In 2022, we collected comprehensive information about the extent and formats of 19th-century letter collections of Finnish cultural heritage organisations through a Webropol survey, and received several large metadata sets. The CoCo’s data set currently contains metadata of approximately 600,000 letters. Among the data providers are the National Archives, the National Library, the Finnish National Gallery, the Åbo Akademi University Library, the Swedish Literature Society in Finland, the Finnish Literature Society, the Päivälehti archive, the Postal Museum and the Migration Institute, among others.
We have received metadata in varied structured formats but also letter catalogues in simple word format. The creative solutions of the archivists cataloguing the letters have challenged the computational team at the Aalto University, but a combination of manual cleaning of the data and subsequent parsing is proving successful, we are happy to say. Also, we work with epistolary data that is not curated to the last detail. This means that we have to find satisfactory solutions for presenting, for example, “fuzzy” datings of the letters (“20 letters, 1865-1880”). If you have good ideas regarding such problems, please let us know!
Besides the intense “data work”, we have presented the project and some preliminary analyses and experiments at several scientific conferences and events (see the list of talks on our website).

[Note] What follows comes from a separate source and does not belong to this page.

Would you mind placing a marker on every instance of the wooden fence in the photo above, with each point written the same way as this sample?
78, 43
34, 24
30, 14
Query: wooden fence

The visualization below demonstrates the gendered nature of the letter collections stored in the main Finnish cultural heritage institutions; however, we do expect to see a more balanced gender division, as we aggregate more data into our current dataset.
Moreover, we experimented with epistolary materials at the Helsinki Digital Humanities Hackathon (University of Helsinki, 11.-20.5.2022) and applied for example network analysis tools to interrogate epistolary metadata from the Netherlands, Germany and Finland. You can find the poster published in the hackathon here.
In addition, we travelled to Amsterdam (Huygens ING) and Berlin (Berlin-Brandenburg Academy of Sciences and Humanities, BBAW) as guests of local epistolary metadata research projects to exchange experiences and share knowledge. These research visits were extremely useful for example in regard to our current de-duplication work.
In 2023 the project will continue to aggregate, enrich and explore epistolary metadata at the Aalto University, the University of Helsinki and the Finnish Literature Society. We are looking forward to an equally busy year!